The pros and cons of each scenario are as follows:

Passed hors d’oeuvres - One might argue this method lends a certain elegance to an event, as service by wait staff that comes to you enables you to continue in conversation without having to make a trip to the serving table, juggle a plate and drink, and appear to be gluttonous if you grab several items at once. But others will variously complain that (a) the servers were too frequent and therefore they ate too much or (b) the servers were hard to find and they had to seek them out.

Proving once more that you just can’t please everyone.

From a cost standpoint, extra staff might add to costs. But not always. Sometimes the amount of food served by wait staff is less than if a table were set out.

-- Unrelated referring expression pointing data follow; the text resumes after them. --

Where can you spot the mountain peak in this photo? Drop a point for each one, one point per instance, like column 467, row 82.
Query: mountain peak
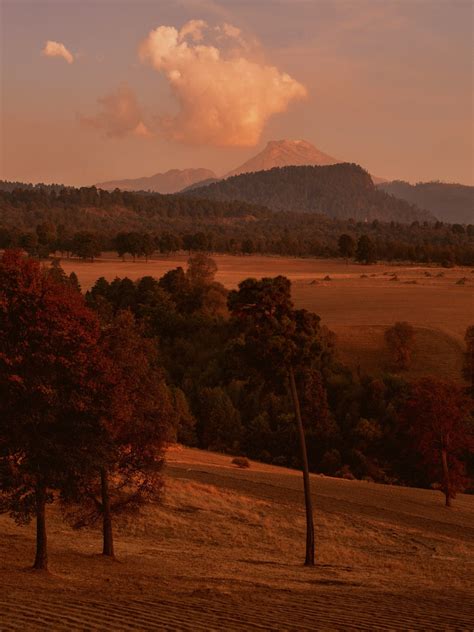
column 285, row 153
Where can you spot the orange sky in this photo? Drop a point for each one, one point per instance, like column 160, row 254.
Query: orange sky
column 98, row 90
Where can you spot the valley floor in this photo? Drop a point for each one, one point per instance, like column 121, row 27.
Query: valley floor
column 224, row 551
column 357, row 302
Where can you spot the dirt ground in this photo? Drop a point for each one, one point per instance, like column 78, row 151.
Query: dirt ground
column 224, row 551
column 357, row 302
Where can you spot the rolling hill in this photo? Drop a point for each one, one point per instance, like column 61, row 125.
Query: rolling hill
column 448, row 202
column 223, row 551
column 341, row 191
column 170, row 182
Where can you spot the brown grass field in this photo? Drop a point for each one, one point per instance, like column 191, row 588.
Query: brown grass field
column 224, row 551
column 357, row 309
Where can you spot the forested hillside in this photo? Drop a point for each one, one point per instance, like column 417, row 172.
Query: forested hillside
column 448, row 202
column 343, row 191
column 87, row 221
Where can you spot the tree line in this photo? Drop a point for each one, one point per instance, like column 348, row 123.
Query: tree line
column 93, row 388
column 84, row 222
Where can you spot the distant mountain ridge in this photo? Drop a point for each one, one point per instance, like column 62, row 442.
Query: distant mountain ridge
column 342, row 191
column 284, row 153
column 288, row 153
column 448, row 201
column 171, row 181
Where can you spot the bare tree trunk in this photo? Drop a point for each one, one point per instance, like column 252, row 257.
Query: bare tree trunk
column 41, row 558
column 309, row 560
column 447, row 481
column 108, row 540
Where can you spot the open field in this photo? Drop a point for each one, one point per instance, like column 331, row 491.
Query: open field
column 224, row 551
column 358, row 303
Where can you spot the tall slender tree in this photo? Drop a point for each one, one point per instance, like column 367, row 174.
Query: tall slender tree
column 278, row 341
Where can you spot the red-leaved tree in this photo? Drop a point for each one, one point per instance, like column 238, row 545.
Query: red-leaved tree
column 52, row 391
column 438, row 414
column 138, row 425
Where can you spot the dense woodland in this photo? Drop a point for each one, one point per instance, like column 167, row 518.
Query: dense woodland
column 448, row 202
column 341, row 191
column 84, row 222
column 92, row 388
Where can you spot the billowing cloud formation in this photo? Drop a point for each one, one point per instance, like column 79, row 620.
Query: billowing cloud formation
column 56, row 49
column 120, row 115
column 225, row 96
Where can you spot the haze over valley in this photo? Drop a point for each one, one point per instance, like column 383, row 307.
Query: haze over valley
column 236, row 316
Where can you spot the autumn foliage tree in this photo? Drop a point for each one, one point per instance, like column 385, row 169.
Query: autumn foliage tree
column 52, row 395
column 279, row 341
column 468, row 368
column 138, row 425
column 400, row 339
column 439, row 421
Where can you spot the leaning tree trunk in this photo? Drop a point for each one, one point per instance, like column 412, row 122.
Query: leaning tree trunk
column 108, row 540
column 41, row 558
column 309, row 560
column 446, row 477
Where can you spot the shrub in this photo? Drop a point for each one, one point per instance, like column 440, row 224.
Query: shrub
column 241, row 461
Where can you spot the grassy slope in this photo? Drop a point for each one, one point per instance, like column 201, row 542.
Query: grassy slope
column 224, row 552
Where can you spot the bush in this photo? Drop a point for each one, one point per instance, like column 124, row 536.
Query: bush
column 241, row 461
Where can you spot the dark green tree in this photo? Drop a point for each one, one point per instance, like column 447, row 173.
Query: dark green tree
column 346, row 246
column 279, row 341
column 365, row 250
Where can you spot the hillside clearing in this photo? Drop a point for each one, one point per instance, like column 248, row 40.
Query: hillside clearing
column 225, row 549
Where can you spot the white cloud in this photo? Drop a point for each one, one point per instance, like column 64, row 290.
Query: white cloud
column 57, row 49
column 225, row 94
column 119, row 115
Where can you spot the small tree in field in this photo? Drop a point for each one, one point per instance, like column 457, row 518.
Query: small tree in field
column 438, row 416
column 400, row 340
column 51, row 392
column 365, row 252
column 346, row 246
column 278, row 341
column 138, row 426
column 468, row 368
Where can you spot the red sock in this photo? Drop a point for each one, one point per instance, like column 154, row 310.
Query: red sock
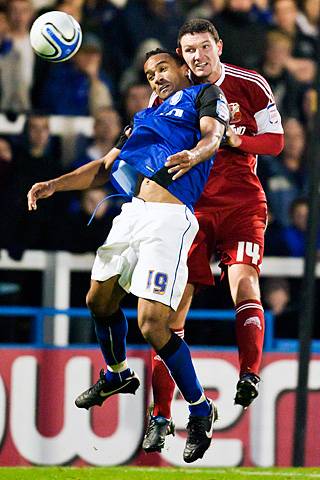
column 163, row 384
column 250, row 333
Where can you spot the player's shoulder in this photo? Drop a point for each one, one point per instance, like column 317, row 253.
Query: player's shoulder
column 246, row 78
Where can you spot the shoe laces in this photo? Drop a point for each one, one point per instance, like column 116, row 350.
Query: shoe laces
column 196, row 427
column 97, row 387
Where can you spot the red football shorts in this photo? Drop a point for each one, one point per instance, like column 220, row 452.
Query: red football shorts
column 231, row 235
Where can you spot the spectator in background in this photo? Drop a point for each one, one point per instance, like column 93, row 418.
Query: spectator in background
column 243, row 35
column 288, row 92
column 284, row 178
column 308, row 17
column 20, row 15
column 14, row 92
column 277, row 298
column 295, row 233
column 135, row 73
column 36, row 155
column 6, row 193
column 158, row 19
column 76, row 236
column 302, row 63
column 6, row 167
column 106, row 130
column 76, row 87
column 135, row 98
column 106, row 19
column 206, row 9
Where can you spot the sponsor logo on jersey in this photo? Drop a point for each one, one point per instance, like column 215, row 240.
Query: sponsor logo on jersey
column 238, row 130
column 274, row 116
column 236, row 114
column 176, row 98
column 253, row 321
column 223, row 110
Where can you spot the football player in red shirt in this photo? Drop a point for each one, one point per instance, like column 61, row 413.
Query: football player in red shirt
column 232, row 214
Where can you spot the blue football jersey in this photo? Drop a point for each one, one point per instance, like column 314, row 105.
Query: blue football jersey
column 161, row 131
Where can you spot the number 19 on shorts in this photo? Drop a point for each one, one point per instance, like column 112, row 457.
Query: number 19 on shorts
column 157, row 281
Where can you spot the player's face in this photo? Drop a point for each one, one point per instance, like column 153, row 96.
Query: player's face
column 201, row 53
column 165, row 75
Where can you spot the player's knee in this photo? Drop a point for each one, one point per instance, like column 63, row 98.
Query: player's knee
column 99, row 307
column 248, row 288
column 150, row 327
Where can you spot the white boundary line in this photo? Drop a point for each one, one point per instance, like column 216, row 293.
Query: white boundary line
column 237, row 471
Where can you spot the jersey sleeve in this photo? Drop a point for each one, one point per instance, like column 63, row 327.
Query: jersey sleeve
column 266, row 114
column 211, row 102
column 123, row 137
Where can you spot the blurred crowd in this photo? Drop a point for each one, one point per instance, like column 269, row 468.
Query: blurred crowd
column 105, row 81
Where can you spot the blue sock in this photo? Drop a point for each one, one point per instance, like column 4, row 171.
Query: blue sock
column 111, row 333
column 176, row 355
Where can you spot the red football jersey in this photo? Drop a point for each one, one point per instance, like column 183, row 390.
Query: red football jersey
column 252, row 104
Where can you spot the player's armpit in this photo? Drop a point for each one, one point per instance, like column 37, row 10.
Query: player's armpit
column 263, row 144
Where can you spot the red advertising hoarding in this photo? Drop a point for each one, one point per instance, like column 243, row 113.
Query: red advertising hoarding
column 40, row 425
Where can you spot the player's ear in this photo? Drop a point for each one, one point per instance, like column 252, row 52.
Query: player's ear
column 185, row 70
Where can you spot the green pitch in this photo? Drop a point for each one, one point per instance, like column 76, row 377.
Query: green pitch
column 144, row 473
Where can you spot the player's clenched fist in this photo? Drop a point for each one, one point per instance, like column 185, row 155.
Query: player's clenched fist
column 180, row 163
column 37, row 191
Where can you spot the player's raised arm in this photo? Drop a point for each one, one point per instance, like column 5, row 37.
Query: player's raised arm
column 93, row 174
column 212, row 131
column 214, row 118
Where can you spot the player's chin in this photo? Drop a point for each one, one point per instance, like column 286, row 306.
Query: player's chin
column 202, row 72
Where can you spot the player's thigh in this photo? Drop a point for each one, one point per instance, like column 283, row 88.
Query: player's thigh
column 202, row 249
column 161, row 271
column 241, row 236
column 104, row 298
column 117, row 257
column 178, row 318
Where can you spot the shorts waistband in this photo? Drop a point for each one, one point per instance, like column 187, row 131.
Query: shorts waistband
column 138, row 202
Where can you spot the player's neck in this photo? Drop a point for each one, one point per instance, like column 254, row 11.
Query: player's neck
column 214, row 76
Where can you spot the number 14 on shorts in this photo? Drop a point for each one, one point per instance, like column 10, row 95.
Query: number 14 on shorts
column 250, row 249
column 157, row 281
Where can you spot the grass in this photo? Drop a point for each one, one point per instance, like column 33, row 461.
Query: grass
column 150, row 473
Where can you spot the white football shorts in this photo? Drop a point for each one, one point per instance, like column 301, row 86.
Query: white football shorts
column 148, row 247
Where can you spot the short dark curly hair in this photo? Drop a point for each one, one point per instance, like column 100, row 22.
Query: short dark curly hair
column 177, row 58
column 198, row 25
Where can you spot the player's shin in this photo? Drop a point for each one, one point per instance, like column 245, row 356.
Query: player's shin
column 176, row 356
column 111, row 333
column 162, row 384
column 250, row 334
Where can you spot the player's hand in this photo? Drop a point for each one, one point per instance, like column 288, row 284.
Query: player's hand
column 37, row 191
column 180, row 163
column 233, row 140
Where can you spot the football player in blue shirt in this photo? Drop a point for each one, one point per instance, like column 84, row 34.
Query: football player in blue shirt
column 146, row 250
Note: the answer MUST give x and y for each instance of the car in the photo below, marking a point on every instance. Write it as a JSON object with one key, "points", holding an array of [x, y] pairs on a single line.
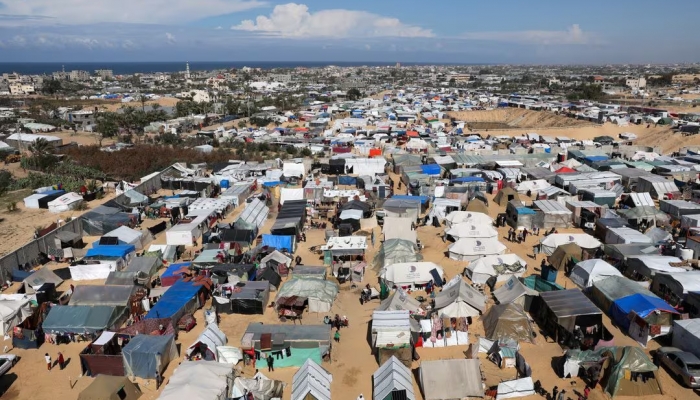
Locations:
{"points": [[679, 363], [7, 361]]}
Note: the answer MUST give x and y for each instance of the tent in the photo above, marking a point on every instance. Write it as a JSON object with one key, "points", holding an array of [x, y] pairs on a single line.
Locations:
{"points": [[207, 343], [194, 380], [475, 218], [146, 355], [506, 322], [584, 240], [82, 319], [320, 293], [393, 381], [14, 308], [469, 249], [311, 382], [564, 255], [501, 266], [411, 274], [470, 230], [105, 387], [455, 293], [451, 379], [505, 195], [33, 282], [522, 387], [585, 273]]}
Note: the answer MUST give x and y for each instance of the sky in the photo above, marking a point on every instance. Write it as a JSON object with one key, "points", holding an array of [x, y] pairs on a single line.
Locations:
{"points": [[438, 31]]}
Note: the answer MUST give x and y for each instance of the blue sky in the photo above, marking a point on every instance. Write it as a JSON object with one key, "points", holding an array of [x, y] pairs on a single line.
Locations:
{"points": [[459, 31]]}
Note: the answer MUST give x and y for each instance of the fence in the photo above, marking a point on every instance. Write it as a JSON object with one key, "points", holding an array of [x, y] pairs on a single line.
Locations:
{"points": [[31, 252]]}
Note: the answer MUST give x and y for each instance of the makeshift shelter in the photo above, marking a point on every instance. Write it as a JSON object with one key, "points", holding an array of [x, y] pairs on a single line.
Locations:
{"points": [[469, 249], [451, 379], [37, 279], [83, 319], [585, 273], [457, 293], [105, 387], [503, 267], [207, 343], [396, 251], [192, 380], [506, 322], [311, 382], [320, 293], [411, 275], [393, 381], [146, 355]]}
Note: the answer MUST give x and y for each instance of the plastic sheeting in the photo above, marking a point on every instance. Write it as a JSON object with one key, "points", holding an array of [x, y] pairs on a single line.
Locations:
{"points": [[145, 355]]}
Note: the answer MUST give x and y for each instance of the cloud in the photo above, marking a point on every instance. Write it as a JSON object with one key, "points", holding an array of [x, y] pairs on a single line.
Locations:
{"points": [[296, 21], [573, 35], [127, 11]]}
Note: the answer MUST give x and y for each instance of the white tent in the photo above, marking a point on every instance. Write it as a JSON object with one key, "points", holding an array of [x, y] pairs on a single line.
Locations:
{"points": [[409, 274], [584, 240], [67, 202], [311, 380], [585, 273], [471, 230], [393, 377], [517, 388], [473, 217], [127, 235], [503, 266], [467, 249], [14, 308]]}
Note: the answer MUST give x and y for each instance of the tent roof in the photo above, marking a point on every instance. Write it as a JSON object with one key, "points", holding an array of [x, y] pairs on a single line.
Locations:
{"points": [[393, 376]]}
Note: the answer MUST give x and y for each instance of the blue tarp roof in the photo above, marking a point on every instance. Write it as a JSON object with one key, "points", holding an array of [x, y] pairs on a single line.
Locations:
{"points": [[430, 169], [641, 304], [422, 199], [279, 242], [174, 300], [120, 250]]}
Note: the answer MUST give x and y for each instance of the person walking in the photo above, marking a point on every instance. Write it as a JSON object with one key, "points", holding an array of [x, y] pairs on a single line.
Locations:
{"points": [[61, 361], [270, 363]]}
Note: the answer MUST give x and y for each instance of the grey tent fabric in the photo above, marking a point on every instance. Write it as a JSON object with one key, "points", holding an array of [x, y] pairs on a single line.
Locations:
{"points": [[145, 355], [506, 322], [82, 319], [393, 376], [451, 379], [102, 295]]}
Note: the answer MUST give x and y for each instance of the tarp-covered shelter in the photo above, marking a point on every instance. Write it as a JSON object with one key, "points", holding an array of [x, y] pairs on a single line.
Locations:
{"points": [[82, 319], [105, 387], [146, 355], [451, 379], [311, 382], [506, 322], [393, 381], [320, 293]]}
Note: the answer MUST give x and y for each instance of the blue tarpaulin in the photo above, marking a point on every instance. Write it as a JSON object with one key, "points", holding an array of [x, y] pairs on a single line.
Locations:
{"points": [[120, 250], [179, 299], [347, 180], [431, 169], [641, 304], [422, 199], [279, 242]]}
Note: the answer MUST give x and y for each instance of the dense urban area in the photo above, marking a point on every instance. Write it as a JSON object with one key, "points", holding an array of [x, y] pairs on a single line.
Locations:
{"points": [[395, 233]]}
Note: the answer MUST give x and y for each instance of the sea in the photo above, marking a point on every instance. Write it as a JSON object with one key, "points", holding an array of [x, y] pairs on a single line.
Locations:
{"points": [[128, 68]]}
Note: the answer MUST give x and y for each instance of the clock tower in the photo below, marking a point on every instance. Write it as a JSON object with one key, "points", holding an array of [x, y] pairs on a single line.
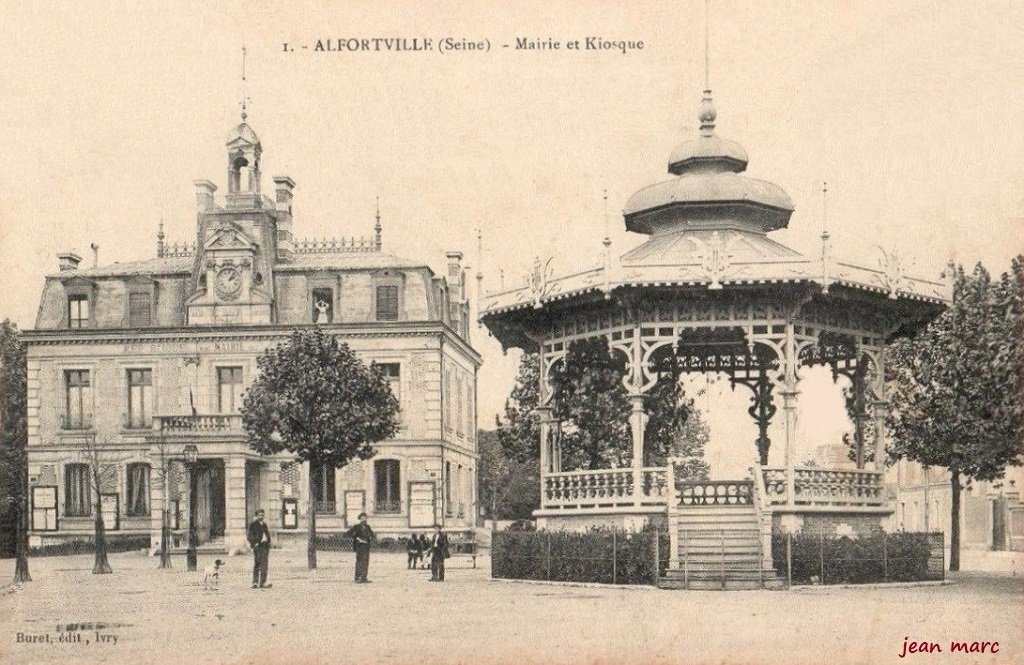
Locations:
{"points": [[238, 239]]}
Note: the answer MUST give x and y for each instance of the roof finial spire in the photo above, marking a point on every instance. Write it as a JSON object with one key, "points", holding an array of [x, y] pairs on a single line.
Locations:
{"points": [[479, 275], [708, 112], [607, 234], [244, 97], [160, 238], [377, 226], [607, 250], [824, 210]]}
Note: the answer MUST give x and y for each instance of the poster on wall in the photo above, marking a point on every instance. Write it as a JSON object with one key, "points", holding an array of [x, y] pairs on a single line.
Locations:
{"points": [[44, 508], [421, 505], [109, 505]]}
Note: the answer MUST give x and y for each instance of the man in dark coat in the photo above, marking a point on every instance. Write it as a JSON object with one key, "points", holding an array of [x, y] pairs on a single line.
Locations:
{"points": [[259, 540], [415, 550], [361, 536], [438, 552]]}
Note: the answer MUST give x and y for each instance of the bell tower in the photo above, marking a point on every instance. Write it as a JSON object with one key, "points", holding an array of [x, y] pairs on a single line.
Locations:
{"points": [[244, 150]]}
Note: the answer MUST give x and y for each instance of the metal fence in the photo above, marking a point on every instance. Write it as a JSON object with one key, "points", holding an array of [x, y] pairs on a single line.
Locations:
{"points": [[600, 555], [901, 556]]}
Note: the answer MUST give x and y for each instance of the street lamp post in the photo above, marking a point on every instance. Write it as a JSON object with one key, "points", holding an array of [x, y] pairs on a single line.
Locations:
{"points": [[192, 455]]}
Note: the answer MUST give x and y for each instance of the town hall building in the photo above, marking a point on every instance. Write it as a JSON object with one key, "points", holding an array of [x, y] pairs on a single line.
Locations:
{"points": [[139, 369]]}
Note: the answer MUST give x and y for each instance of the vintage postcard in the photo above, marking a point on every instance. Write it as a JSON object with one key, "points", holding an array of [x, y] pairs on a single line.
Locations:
{"points": [[511, 332]]}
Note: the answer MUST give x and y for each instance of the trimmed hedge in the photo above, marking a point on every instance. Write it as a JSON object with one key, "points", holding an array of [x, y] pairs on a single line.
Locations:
{"points": [[899, 556], [114, 544], [608, 556], [340, 542]]}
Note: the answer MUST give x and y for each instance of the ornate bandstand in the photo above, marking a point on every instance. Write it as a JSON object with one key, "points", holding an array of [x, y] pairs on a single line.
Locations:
{"points": [[711, 292]]}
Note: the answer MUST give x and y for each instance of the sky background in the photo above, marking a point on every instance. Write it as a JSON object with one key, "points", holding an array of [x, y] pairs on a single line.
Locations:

Stationary hors d’oeuvres - This method empowers guests to eat to their hearts’ content. And if the experience of wedding caterers Los Angeles is any indication, there are many such guests. But there are some guests who are either physically unable to handle a plate and a drink, or they just don’t want to break from conversation to amble over to the table.

This often is the more expensive option. Your catering company will be able to outline the differences.

Both - Having both is a luxury, but also appreciated by all. Most corporate and wedding caterers in Los Angeles are able to accommodate this for a price.

Another question to tackle relative to hors d’oeuvres is how to balance the menu against the meal. Factor first for timing: how long has it been since guests likely ate their last meal (longer time = feed them fast). And since the appetizers are served during the cocktail hour, make sure it doesn’t go much longer than an hour or else there guests may overeat before the meal. Also, is the meal rich and generously portioned? You don’t want to fill up your guests before a full-bore prime rib lands at their place setting.

Finally, understand that there is no single perfect plan. But the overall impression you leave with your guests is ideally that they had a good time. Being well fed - but not overstuffed - is part of that.